Still, something shifted last night at the concert. Something feels bigger. That “4Now” doesn’t quite cover it all anymore.

“Wyatt, you’re blushing.”

I duck my head, as if keeping her from seeing it will make it not real. “Well, he’s a very good lay,” I tell her.

Romy tosses the toothpick at me, and it lodges itself in my curls. “Don’t do that,” she says.

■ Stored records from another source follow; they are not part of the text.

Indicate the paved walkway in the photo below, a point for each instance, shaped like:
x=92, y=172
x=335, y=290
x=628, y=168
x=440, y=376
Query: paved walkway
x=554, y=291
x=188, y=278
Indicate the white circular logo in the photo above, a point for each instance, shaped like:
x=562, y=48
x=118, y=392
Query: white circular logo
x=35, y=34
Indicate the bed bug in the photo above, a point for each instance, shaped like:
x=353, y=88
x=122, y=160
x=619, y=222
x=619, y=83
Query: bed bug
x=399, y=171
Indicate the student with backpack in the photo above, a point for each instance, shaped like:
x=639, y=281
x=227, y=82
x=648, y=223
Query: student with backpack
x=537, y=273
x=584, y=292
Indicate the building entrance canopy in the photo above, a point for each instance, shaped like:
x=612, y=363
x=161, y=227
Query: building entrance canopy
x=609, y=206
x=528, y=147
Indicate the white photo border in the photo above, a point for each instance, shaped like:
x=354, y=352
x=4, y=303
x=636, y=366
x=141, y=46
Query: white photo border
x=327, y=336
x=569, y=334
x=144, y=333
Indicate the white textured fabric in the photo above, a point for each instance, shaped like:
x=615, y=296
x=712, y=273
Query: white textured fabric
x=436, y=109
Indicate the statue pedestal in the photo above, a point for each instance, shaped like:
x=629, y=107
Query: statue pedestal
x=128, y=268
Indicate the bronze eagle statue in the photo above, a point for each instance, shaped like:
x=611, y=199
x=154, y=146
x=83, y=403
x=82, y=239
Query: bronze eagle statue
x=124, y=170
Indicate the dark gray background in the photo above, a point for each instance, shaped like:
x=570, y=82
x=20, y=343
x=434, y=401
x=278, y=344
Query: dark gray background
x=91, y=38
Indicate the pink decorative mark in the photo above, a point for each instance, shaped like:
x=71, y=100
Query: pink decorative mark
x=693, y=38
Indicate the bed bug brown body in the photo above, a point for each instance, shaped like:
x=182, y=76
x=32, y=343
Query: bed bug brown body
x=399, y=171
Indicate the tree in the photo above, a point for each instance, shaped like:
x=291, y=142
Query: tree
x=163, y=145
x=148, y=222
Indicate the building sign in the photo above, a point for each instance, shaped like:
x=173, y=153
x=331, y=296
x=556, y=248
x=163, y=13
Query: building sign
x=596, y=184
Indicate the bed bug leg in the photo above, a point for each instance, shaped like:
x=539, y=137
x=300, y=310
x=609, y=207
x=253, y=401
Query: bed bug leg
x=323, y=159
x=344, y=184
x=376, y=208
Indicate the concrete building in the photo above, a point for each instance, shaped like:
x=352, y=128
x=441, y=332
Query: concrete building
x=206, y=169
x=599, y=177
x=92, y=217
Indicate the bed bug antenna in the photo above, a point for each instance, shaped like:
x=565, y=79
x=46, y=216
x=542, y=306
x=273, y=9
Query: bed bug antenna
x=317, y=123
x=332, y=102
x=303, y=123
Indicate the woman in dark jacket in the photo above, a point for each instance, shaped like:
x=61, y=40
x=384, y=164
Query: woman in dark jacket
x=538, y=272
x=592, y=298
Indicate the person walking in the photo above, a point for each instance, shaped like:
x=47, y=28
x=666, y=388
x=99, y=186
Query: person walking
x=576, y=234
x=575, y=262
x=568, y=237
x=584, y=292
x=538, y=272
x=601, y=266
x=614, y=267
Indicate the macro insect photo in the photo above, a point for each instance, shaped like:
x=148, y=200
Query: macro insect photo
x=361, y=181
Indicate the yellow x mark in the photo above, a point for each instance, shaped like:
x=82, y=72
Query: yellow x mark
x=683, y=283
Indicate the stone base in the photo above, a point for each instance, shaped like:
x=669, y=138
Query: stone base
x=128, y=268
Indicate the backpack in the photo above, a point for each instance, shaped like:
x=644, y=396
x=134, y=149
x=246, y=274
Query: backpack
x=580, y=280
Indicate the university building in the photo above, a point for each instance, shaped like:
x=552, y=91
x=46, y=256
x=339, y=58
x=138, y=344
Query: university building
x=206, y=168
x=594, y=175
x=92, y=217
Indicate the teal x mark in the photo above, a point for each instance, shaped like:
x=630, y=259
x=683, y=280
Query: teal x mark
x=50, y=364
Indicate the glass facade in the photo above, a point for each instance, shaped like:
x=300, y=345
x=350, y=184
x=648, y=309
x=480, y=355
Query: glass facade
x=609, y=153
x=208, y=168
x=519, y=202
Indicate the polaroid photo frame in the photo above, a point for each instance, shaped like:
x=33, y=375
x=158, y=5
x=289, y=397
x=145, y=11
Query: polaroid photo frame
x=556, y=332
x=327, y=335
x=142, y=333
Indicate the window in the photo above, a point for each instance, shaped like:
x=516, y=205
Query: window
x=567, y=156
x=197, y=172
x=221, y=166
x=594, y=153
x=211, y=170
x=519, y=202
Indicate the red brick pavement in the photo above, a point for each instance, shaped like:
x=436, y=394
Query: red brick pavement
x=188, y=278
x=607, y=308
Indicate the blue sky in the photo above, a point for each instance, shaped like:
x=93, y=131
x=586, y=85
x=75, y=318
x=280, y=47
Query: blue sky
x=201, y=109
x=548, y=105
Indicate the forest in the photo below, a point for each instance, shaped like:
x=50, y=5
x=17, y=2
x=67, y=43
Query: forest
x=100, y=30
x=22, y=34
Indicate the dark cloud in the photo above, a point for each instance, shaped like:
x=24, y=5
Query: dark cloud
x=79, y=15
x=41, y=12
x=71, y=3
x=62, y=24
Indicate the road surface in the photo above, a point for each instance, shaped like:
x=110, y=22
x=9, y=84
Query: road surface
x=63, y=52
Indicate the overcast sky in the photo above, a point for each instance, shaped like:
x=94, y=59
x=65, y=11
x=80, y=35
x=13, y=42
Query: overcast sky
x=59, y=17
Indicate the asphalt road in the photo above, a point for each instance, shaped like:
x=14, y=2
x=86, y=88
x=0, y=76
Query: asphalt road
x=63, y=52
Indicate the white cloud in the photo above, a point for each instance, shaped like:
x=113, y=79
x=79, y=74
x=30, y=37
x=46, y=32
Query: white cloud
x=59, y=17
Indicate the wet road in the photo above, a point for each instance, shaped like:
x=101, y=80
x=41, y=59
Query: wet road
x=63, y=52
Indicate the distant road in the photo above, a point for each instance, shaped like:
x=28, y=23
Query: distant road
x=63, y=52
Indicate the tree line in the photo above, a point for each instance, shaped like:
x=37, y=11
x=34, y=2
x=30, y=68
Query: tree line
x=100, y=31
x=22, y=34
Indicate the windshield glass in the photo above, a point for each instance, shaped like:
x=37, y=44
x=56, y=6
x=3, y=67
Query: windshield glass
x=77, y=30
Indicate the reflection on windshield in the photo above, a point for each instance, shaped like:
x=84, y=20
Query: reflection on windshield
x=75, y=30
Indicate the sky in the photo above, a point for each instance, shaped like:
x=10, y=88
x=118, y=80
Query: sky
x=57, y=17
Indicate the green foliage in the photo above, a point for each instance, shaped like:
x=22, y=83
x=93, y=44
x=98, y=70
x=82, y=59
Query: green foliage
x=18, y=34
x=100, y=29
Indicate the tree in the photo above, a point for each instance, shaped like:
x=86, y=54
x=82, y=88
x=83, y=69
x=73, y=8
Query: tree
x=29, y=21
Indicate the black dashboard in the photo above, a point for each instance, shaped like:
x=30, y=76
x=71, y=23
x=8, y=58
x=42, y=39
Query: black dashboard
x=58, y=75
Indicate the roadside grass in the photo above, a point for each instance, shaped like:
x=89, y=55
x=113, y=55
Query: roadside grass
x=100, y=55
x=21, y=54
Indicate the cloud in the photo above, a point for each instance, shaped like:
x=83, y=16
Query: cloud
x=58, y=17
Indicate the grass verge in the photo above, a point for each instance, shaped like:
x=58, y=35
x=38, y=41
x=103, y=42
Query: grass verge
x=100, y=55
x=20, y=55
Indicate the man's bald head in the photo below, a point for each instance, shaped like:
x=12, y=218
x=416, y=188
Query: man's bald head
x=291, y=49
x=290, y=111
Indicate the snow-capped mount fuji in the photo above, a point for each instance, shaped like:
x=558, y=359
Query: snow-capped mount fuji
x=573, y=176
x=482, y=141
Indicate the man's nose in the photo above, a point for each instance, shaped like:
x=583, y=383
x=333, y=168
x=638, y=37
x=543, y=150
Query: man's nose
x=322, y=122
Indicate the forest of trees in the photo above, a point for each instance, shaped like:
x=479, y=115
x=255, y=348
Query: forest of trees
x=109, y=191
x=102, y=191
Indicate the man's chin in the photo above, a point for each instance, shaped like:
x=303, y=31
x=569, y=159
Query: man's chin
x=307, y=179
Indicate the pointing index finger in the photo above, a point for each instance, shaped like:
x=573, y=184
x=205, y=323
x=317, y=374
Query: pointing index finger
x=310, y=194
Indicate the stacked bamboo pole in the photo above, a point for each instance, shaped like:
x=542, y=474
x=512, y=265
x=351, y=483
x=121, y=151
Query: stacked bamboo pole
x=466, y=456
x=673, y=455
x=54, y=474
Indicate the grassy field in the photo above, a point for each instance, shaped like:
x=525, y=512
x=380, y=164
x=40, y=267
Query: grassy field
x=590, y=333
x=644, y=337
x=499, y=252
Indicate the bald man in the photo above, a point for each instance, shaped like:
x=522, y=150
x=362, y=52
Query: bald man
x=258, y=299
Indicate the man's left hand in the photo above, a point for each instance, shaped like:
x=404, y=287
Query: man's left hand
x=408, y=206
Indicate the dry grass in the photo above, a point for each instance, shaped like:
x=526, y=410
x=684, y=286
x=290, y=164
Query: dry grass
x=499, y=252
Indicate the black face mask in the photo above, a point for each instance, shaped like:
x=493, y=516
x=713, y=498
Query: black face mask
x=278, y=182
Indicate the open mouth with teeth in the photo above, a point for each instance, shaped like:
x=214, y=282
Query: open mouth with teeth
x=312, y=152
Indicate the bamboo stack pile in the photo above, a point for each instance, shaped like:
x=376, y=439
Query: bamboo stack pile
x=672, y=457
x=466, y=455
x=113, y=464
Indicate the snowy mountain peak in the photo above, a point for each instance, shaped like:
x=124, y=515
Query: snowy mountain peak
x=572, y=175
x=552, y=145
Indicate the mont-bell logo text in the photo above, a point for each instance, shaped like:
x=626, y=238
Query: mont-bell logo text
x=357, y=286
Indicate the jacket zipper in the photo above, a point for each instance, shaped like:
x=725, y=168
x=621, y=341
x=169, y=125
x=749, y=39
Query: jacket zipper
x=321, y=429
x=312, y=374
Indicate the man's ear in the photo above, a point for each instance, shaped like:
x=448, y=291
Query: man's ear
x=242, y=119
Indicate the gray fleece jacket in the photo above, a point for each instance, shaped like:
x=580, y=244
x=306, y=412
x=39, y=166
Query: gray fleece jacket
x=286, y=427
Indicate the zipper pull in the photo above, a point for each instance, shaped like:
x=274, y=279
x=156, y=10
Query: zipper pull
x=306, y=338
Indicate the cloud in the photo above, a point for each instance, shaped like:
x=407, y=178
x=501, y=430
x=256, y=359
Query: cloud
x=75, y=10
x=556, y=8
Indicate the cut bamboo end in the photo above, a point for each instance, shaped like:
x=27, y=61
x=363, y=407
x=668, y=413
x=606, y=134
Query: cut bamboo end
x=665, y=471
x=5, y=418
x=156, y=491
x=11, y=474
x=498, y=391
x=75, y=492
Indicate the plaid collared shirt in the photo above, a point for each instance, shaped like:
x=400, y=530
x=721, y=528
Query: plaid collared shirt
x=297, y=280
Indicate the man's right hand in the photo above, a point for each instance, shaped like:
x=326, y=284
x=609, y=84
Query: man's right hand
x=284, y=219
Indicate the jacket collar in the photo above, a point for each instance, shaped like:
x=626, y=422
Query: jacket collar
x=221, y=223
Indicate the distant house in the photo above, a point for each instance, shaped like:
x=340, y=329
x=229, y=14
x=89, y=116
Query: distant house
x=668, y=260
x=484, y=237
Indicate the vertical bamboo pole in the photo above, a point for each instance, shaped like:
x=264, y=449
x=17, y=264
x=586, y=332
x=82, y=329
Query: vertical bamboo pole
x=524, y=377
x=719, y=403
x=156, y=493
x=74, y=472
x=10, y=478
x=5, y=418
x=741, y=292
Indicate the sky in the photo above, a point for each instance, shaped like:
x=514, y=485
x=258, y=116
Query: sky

“Do what?” I ask, swatting at my hair to shake the toothpick loose.

“Diminish the things in your life that are good.”

“I’m not!”

“You used to do it all the time back in Nashville, and it seems like you haven’t changed. You neg yourself like you’re ready for the floor to drop out. I think that’s why you were with Griffin to begin with. You knew he was going to be a disappointment, so you didn’t have to be surprised when he showed his true colors. You’ve always gotta be big tough Wyatt Hart, ready to muscle through disaster.”

“That’s a load of shit.”

“Yeah. It is,” she says, leveling me with a look. “Nobody’s ready for disaster, for heartbreak. But when you try to prepare yourself like that, you just experience the misery twice. You can’t enjoy the good parts.”

I sigh. “But how can you call them good parts when they end in misery?”

Romy’s eyes go soft as she studies me. “Oh, honey. That’s just life. You take the good with the bad. You lean on the good to deal with the bad.” She reaches across the bar, taking my hand in hers. “But you’ve got to let yourself be happy.”

Then she swipes her thumb across my cheek, wiping away the tear I didn’t even realize was falling.

I grab for a bar napkin, sniffling and trying to smile. “I don’t want to be like this,” I say. “I just don’t know how to be any other way.”

She smiles. “Maybe start with that very handsome doctor who looks at you like you invented orgasms?”